ASM++ charts: an intuitive circuit representation

ranging from low level RTL to SoC design

S. de Pablo, L.C. Herrero, F. Martínez

University of Valladolid

Valladolid (Spain)

sanpab@eis.uva.es

M. Berrocal

eZono AG

Jena (Germany)

manuel@ezono.com

Abstract

This article presents a methodology to describe digital circuits from register transfer level to system level. When designing systems it encapsulates the functionality of several modules and also encapsulates the connections between those modules. To achieve these results, the possibilities of Algorithmic State Machines (ASM charts) have been extended to develop a compiler. Using this approach, a System-on-a-Chip (SoC) design becomes a set of linked boxes where several special boxes encapsulate the connections between modules. The compiler processes all required boxes and files, and then generates the corresponding HDL code, valid for simulation and synthesis. A small SoC example is shown.

1. Introduction

System-on-a-Chip (SoC) designs integrate processor cores, memories and custom logic joined into complete systems. The increased complexity requires more effort and more efficient tools, but also an accurate knowledge on how to connect new computational modules to new peripheral devices using even new communication protocols and standards.
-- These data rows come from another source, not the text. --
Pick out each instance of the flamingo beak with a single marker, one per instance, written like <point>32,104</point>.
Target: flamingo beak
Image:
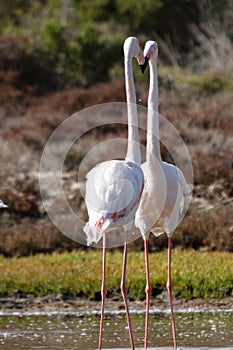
<point>144,65</point>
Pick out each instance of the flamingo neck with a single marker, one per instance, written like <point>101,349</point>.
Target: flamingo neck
<point>153,146</point>
<point>133,147</point>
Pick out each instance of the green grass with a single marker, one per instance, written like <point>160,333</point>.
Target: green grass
<point>195,274</point>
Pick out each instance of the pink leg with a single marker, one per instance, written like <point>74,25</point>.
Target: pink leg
<point>124,290</point>
<point>169,288</point>
<point>103,292</point>
<point>148,291</point>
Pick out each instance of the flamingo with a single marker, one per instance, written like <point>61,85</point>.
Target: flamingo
<point>3,205</point>
<point>162,200</point>
<point>114,187</point>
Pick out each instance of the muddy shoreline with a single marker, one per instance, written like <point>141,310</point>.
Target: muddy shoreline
<point>70,303</point>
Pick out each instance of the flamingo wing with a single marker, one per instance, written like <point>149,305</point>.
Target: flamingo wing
<point>113,191</point>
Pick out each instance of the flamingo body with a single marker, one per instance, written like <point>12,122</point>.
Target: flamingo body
<point>162,199</point>
<point>2,204</point>
<point>113,191</point>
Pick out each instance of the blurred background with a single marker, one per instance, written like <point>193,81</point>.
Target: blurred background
<point>58,57</point>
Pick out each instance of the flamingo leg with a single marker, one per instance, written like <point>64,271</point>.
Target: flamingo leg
<point>103,292</point>
<point>169,288</point>
<point>124,290</point>
<point>148,292</point>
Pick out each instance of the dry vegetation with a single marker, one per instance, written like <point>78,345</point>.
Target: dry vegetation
<point>203,118</point>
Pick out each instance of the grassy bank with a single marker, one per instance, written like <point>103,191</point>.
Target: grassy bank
<point>195,274</point>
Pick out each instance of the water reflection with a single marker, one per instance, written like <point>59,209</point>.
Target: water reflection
<point>72,331</point>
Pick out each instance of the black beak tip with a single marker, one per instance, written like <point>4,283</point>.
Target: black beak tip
<point>144,65</point>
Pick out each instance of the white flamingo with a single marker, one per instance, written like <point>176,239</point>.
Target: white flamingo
<point>3,205</point>
<point>162,199</point>
<point>114,188</point>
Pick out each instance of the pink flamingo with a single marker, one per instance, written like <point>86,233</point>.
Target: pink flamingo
<point>114,188</point>
<point>162,199</point>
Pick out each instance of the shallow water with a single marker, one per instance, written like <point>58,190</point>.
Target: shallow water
<point>68,331</point>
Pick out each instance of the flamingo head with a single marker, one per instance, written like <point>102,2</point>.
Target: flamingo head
<point>150,53</point>
<point>132,48</point>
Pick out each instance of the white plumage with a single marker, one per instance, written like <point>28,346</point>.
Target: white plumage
<point>113,191</point>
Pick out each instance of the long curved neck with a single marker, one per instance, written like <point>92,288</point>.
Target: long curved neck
<point>133,148</point>
<point>153,146</point>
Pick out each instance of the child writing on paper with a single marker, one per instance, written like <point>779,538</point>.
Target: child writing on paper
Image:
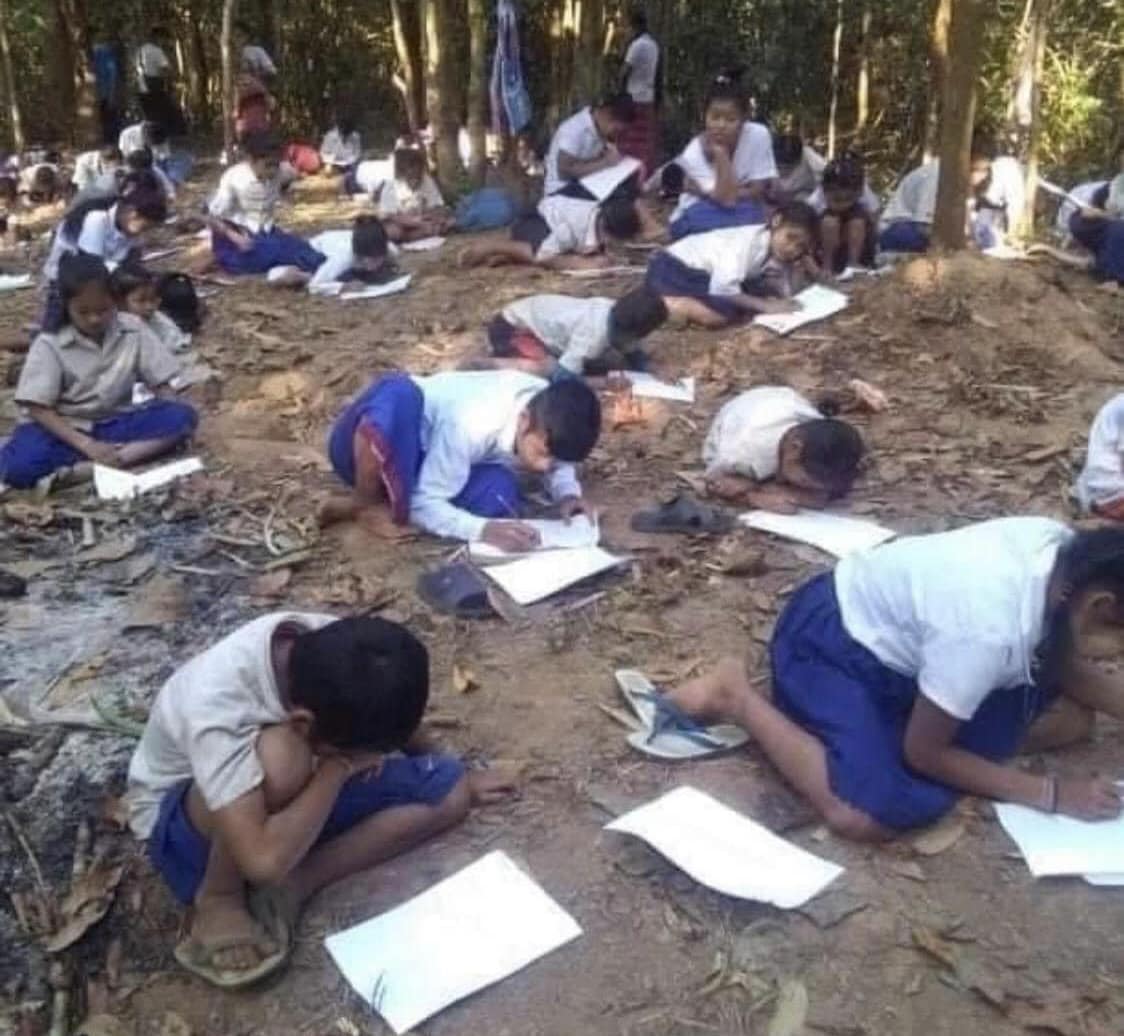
<point>706,273</point>
<point>912,673</point>
<point>443,452</point>
<point>282,759</point>
<point>76,388</point>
A hierarchical approach may encapsulate on black boxes the functionality of several modules. This technique effectively reduces the number of components, but system integration becomes more and more difficult as new components are added every day.

Thus, the key to a short design time, enabling “product on demand”, is the use of a set of predesigned components which can be easily integrated through a set of also predesigned connections, in order to build a product.
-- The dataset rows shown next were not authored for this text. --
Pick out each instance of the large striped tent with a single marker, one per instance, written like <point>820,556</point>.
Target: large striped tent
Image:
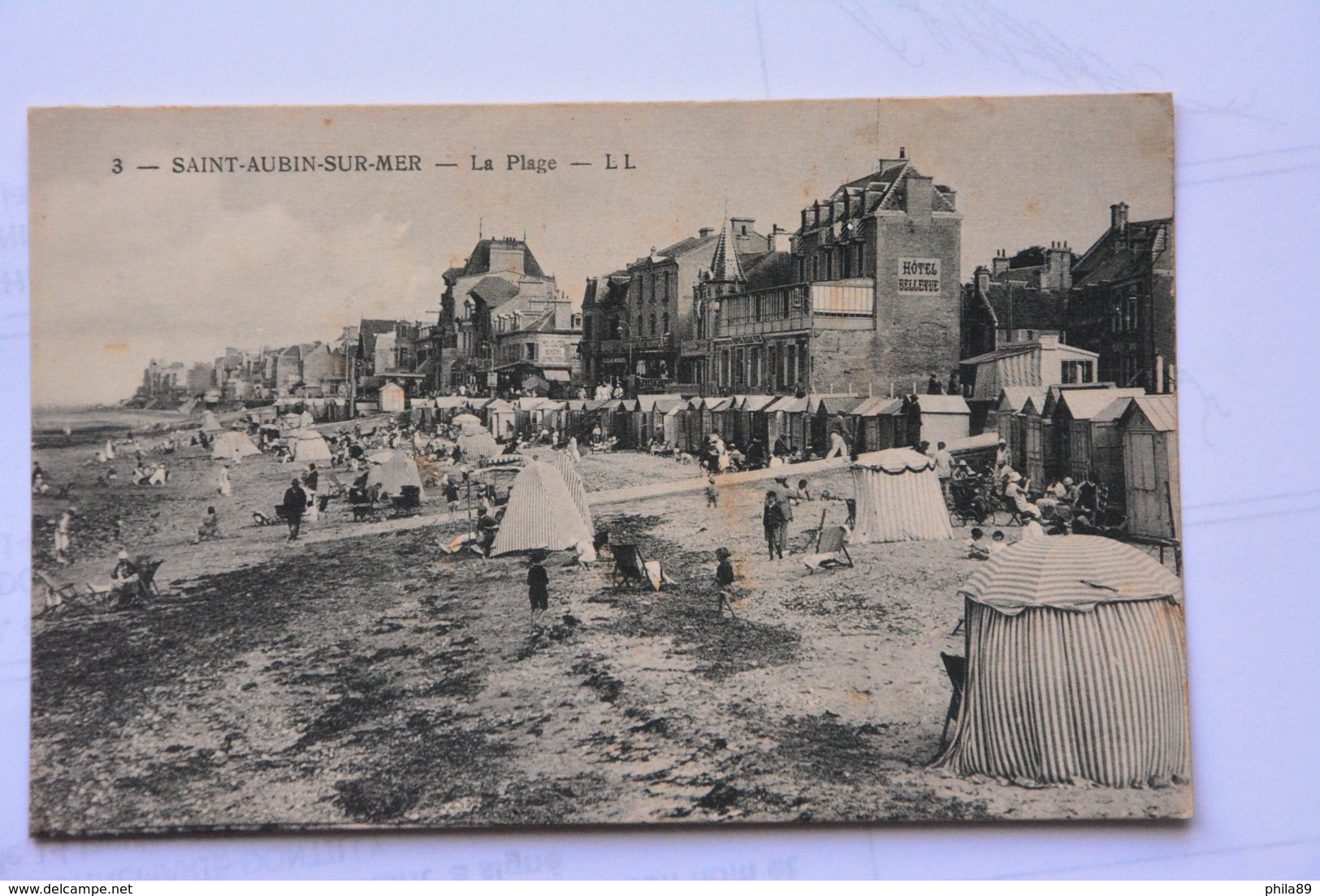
<point>394,473</point>
<point>898,498</point>
<point>572,477</point>
<point>478,445</point>
<point>540,513</point>
<point>1076,668</point>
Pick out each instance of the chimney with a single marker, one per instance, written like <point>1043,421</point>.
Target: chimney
<point>1058,274</point>
<point>919,197</point>
<point>1119,218</point>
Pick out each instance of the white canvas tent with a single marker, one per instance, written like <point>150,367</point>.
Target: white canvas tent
<point>232,446</point>
<point>394,474</point>
<point>572,477</point>
<point>478,445</point>
<point>309,448</point>
<point>540,515</point>
<point>898,498</point>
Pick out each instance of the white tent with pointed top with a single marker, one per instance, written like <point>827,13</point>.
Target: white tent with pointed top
<point>898,498</point>
<point>542,513</point>
<point>232,446</point>
<point>309,446</point>
<point>396,471</point>
<point>478,445</point>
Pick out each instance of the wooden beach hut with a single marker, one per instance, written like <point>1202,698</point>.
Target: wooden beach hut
<point>1150,466</point>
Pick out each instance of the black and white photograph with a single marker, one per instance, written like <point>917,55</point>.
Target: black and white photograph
<point>606,463</point>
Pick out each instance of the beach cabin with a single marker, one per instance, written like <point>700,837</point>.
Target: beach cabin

Because of this reason, Xilinx and Altera have proposed their high end tools named Embedded Development Kit [1] and SoPC Builder [2], respectively, that allow the automatic generation of systems. Using these tools, designers may build complete SoC designs based on their processors and peripheral modules in few hours. At a lower scale, similar results may be found on the Hardware Highway (HwHw) web tool [3].

On the language side a parallel effort has been observed. In particular, SystemVerilog [4] now include an ‘interface’ element that allow designers to join several inputs and outputs together in one named description, so textual designs may become easier to read and understand. At a different scale, pursuing a higher level of abstraction, the promising SpecC top-down methodology [5] firstly describes computations and communications at an abstract and untimed level, and then descends to an accurate and precise level where connections and delays are fully described.
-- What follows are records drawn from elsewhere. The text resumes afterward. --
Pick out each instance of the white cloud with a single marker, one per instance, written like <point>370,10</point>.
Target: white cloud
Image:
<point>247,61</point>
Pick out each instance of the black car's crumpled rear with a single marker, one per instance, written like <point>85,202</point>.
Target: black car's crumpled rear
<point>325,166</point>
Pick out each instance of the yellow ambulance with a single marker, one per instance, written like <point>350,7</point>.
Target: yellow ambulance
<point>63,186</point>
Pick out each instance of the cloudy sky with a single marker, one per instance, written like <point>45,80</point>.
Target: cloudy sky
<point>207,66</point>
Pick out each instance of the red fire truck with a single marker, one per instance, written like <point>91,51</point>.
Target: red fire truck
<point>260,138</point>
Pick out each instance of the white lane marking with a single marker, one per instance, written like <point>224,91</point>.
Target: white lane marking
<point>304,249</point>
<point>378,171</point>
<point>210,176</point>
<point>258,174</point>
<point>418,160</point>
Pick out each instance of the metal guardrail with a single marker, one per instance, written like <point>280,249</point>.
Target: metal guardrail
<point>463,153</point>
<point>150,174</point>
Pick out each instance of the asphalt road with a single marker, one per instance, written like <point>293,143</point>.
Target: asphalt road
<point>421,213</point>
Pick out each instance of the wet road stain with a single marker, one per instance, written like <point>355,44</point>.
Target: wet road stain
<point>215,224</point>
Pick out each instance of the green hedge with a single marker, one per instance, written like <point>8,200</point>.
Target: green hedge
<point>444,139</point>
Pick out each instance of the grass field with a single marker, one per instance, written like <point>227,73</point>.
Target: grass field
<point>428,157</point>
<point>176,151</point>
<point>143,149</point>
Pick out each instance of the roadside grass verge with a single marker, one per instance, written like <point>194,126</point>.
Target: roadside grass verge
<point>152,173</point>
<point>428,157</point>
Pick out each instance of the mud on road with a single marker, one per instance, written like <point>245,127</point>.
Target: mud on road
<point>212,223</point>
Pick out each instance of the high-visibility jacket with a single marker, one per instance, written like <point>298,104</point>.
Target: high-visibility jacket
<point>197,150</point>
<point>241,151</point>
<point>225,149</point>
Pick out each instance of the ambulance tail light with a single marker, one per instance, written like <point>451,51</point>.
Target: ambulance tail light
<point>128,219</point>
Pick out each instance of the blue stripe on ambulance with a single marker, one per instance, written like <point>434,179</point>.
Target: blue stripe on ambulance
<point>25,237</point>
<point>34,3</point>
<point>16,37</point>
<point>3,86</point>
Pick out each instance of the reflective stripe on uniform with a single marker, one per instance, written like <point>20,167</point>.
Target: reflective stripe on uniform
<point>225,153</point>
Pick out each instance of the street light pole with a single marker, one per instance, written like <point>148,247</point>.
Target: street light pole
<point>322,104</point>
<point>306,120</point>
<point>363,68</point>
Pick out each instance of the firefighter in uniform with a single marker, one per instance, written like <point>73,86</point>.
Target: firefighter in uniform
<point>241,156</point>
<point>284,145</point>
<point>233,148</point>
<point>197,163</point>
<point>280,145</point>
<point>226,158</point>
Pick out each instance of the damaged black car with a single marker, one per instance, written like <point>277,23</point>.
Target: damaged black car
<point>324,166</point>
The aim of this paper is to contribute to these efforts from a bottom-up point of view, mostly adequate for academic purposes. First of all, we present several extensions to the Algorithmic State Machine (ASM) methodology, what we have called “ASM++ charts”, allowing the automatic generation of VHDL or Verilog code from this charts, using a recently developed ASM++ compiler. Furthermore, these diagrams may describe hierarchical designs and define, through special boxes, how to connect different modules all together.

2. ASM++ charts

The Algorithmic State Machine (ASM) method for specifying digital designs was originally documented on 1973 by C.R. Clare [6], who worked at the Electronics Research Laboratory of Hewlett Packard Labs, based on previous developments made by T. Osborne at the University of California at Berkeley [6]. Since then it has been widely applied to assist designers in expressing algorithms and to support their conversion into hardware [7-10]. Many texts on digital logic design cover the ASM method in conjunction with other methods for specifying Finite State Machines (FSM) [11-12].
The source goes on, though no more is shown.